Hidden Expenses to Consider Before Buying a Home

Hidden Expenses to Consider Before Buying a Home

While your home will be one of the most expensive purchases you make and need to constantly pay off it is important to consider other expenses that come along with it. It is important that these expenses do not catch you off guard, especially if you are a first-time home buyer. You should know what you are getting into before you purchase a home.

On average, depending on where you live and how you buy, you could be paying around $9,000 a year in additional home ownership costs. Some of these costs are not necessarily hidden as much as they are overlooked. If you are interested in learning about which hidden costs to pay attention to and how much you should budget for ongoing taxes and insurance, refer to the sections below.

Home Inspections

After you have put in an offer on a home, it will be accepted or declined. If your offer is accepted, the home inspection will be your first major expense. There is a possibility that more than one home inspection will need to take place.

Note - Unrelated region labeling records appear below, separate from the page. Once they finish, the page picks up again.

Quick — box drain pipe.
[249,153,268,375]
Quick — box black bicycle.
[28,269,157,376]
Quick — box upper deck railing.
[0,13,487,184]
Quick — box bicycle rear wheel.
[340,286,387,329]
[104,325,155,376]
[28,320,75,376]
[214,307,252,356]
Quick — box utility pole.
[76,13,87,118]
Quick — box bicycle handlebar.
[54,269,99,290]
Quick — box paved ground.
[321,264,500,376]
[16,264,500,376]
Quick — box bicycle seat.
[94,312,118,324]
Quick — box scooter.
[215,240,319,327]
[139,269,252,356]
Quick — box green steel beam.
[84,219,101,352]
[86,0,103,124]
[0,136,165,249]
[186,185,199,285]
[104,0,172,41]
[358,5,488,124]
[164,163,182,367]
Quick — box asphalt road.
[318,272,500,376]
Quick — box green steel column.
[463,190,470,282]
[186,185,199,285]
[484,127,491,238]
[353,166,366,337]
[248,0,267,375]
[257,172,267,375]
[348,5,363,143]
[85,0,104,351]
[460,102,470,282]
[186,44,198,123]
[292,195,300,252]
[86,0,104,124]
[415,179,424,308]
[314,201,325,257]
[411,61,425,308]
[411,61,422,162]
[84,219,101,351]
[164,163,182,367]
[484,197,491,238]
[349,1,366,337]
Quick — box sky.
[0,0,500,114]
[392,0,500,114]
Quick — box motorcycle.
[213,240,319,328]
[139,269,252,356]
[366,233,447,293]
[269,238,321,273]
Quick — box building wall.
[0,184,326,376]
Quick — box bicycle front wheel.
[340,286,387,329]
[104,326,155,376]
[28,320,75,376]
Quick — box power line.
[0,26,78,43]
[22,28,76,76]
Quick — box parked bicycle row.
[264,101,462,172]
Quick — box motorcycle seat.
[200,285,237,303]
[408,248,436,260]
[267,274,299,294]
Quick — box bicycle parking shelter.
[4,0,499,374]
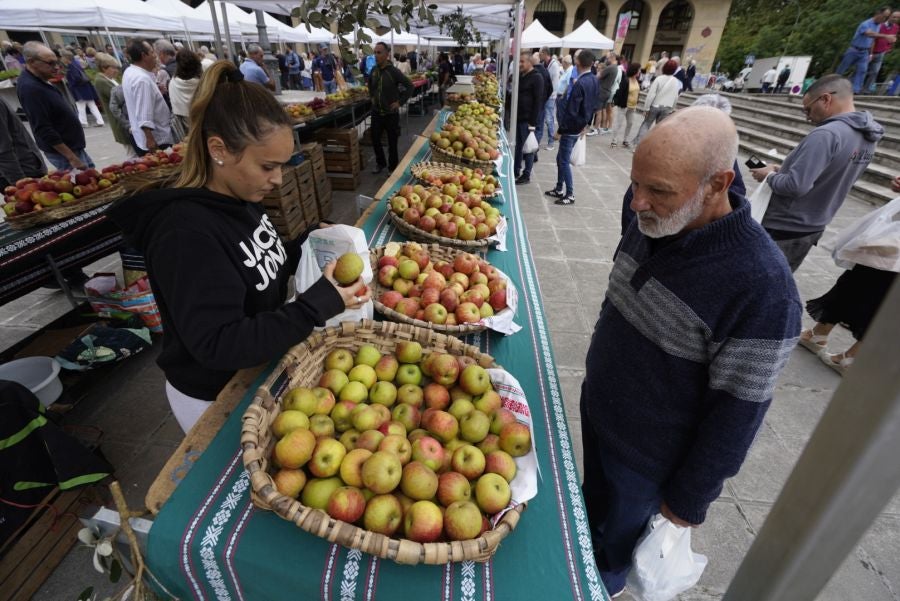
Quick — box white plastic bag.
[295,225,374,326]
[750,173,772,223]
[569,136,587,167]
[522,131,540,154]
[626,513,707,601]
[831,197,900,273]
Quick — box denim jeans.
[538,97,556,146]
[580,384,662,595]
[44,148,94,171]
[556,134,578,195]
[835,46,869,94]
[862,52,887,92]
[513,122,537,177]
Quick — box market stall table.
[147,111,607,600]
[0,205,122,305]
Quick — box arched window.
[575,0,609,32]
[534,0,566,32]
[656,0,694,31]
[617,0,644,31]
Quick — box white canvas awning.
[562,21,615,50]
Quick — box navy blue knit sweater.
[584,196,802,524]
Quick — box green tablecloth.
[147,111,607,601]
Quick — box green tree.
[716,0,900,77]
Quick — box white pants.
[166,381,212,434]
[75,100,103,127]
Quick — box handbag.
[750,173,772,223]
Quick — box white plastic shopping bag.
[626,513,707,601]
[831,197,900,273]
[295,225,374,326]
[522,131,540,154]
[569,136,587,167]
[750,173,772,223]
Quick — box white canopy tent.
[521,19,562,48]
[562,21,615,50]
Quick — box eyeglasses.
[803,92,834,115]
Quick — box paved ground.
[0,109,900,601]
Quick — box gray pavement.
[0,110,900,601]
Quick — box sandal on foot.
[819,351,853,376]
[798,329,828,354]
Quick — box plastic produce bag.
[750,174,772,223]
[626,513,707,601]
[831,197,900,273]
[569,136,587,167]
[522,131,540,154]
[295,225,374,326]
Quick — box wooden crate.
[0,486,103,601]
[328,172,359,190]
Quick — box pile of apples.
[284,104,315,119]
[3,169,117,217]
[431,102,500,161]
[419,167,500,197]
[390,178,500,241]
[271,341,531,543]
[376,242,508,325]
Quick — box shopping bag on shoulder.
[750,174,772,223]
[295,225,374,326]
[626,514,707,601]
[831,197,900,273]
[569,136,587,167]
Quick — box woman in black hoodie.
[110,60,369,431]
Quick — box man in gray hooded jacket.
[751,75,884,271]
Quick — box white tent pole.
[207,0,225,59]
[504,0,522,144]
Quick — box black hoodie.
[109,188,344,401]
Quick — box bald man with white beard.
[581,107,802,597]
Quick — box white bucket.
[0,357,62,407]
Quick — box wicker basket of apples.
[241,321,537,565]
[3,169,125,230]
[388,184,505,251]
[410,161,500,202]
[370,242,513,336]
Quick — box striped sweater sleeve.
[663,296,802,524]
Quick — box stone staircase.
[680,92,900,205]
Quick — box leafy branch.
[439,6,481,48]
[292,0,437,65]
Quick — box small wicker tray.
[6,183,126,230]
[430,142,496,170]
[241,320,525,565]
[409,161,500,202]
[369,244,492,336]
[388,207,492,252]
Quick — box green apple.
[300,476,344,511]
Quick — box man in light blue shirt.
[241,44,275,90]
[836,6,897,94]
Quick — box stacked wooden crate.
[316,128,362,190]
[262,161,315,240]
[300,142,331,220]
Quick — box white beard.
[637,184,704,238]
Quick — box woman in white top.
[631,60,681,148]
[169,48,203,142]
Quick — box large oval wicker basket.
[369,244,510,336]
[388,207,492,252]
[409,161,500,202]
[241,320,525,565]
[6,184,126,230]
[430,142,497,173]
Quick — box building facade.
[525,0,731,73]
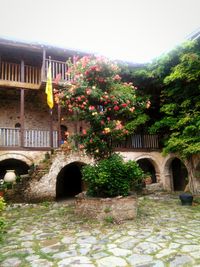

You will want to schedule a thorough home inspection before closing on your home. Most times your lender will require one. It is preferred that you order a general inspection and a termite inspection.

Sometimes both inspections are included in one package, but you can also pay for them separately. If you have to purchase them separately, prepare to spend a few hundred dollars for the general inspection. The termite inspection will probably be around a hundred dollars, as well. If you are looking at an older house, depending on the age and condition it is in, you should also look into scheduling a sewer inspection. Sewer inspections can cost around $200.

Depending on the conditions of the home and who conducts the inspection, the services can add up to $1,000. If the house requires a lot of work and maintenance, it is in your best interest to renegotiate with the seller, pull out of the deal early or budget for the added-on maintenance work and expenses.

Depending on which state you live in, the seller is required to disclose if a previous buyer has backed out of the sale after the inspection. If you have a mortgage lender that does not require you to get inspections, it is up to you to decide if you want to have any inspections. However, it is a good idea to have an inspection so that you know what you are getting into.

A house is a huge purchase, so you want to make sure it is in the best condition possible. In the case that you do have the inspection, stick around while it is happening, so you know what is going on and see things for yourself.

You can also expect lenders to charge survey costs in some cases. This can cost a few hundred dollars, but you will get a professional survey that will show you where your boundaries are.

Closing Costs

Once your offer is accepted, your lender will run the paperwork and crunch the numbers.

You should receive a detailed list of what your closing costs consist of. Expect your closing costs to be around 2% to 5% extra on top of the home asking price. This means if you are buying a $200,000 home, you can expect to spend around $4,000 to $10,000 on closing costs. The cost usually includes the following:

  • Lender fees: This is everything from administrative costs to wire transfer fees to fees for pulling your credit report.
  • Appraisal: Your home appraisal can be a large expense. You will pay several hundred dollars for these fees, at least. This is because the lender wants to make sure the home appraises for the sale price.
  • Title or attorney fees: These are your government filing fees, escrow fees, notary fees and any other expenses associated with transferring the deed over to you.
  • Escrow fees: You may have to pay some of your property taxes and insurance fees upfront into an escrow account.
  • Interest: You will have to pay interest that’s prorated from the date of your closing to the first of the following month.

You can always use a closing cost calculator to determine exactly what you will need to pay, but it is best that you prepare to spend several thousands of dollars on top of your down payment when you are closing on your home.

Budget for Ongoing Taxes and Insurance

There is no doubt that your taxes will vary depending on how much your home is valued at and where you live, but it has been reported that the average homeowner will pay around $2,000 a year in taxes. For homeowner’s insurance, the average cost is $1,000. However, these costs can differ depending on where you life. Taxes, in particular, can vary depending on whether your state or municipality charges property taxes.

This all depends on the terms of your loans. You may pay this into an escrow account monthly. In the event that you do use an escrow account, you would make these payments to your lender, and they would pay your taxes and insurance for you. Not having an escrow account only means that you will have to pay these costs directly when they are due. You want to make sure that you are budgeting for these ongoing costs.

Saving for Maintenance and Repairs

Once you are a homeowner, it is important that you save for maintenance and repair expenses. If you previously lived in an apartment, then you know that if something breaks down at an apartment, it is the landlord’s responsibility. Once you own a home, all of these expenses fall on you.

It is important that you do not underestimate how much these projects can cost. A few projects that usually catch new homeowners off guard typically include leaky faucets, cracked exterior paint and jammed garbage disposals.

Because every home is different, you never know what will need fixing, so there is no specified amount that you should save for repairs every year. However, you should still set a budget for repairs so that you can still be comfortable when the time comes.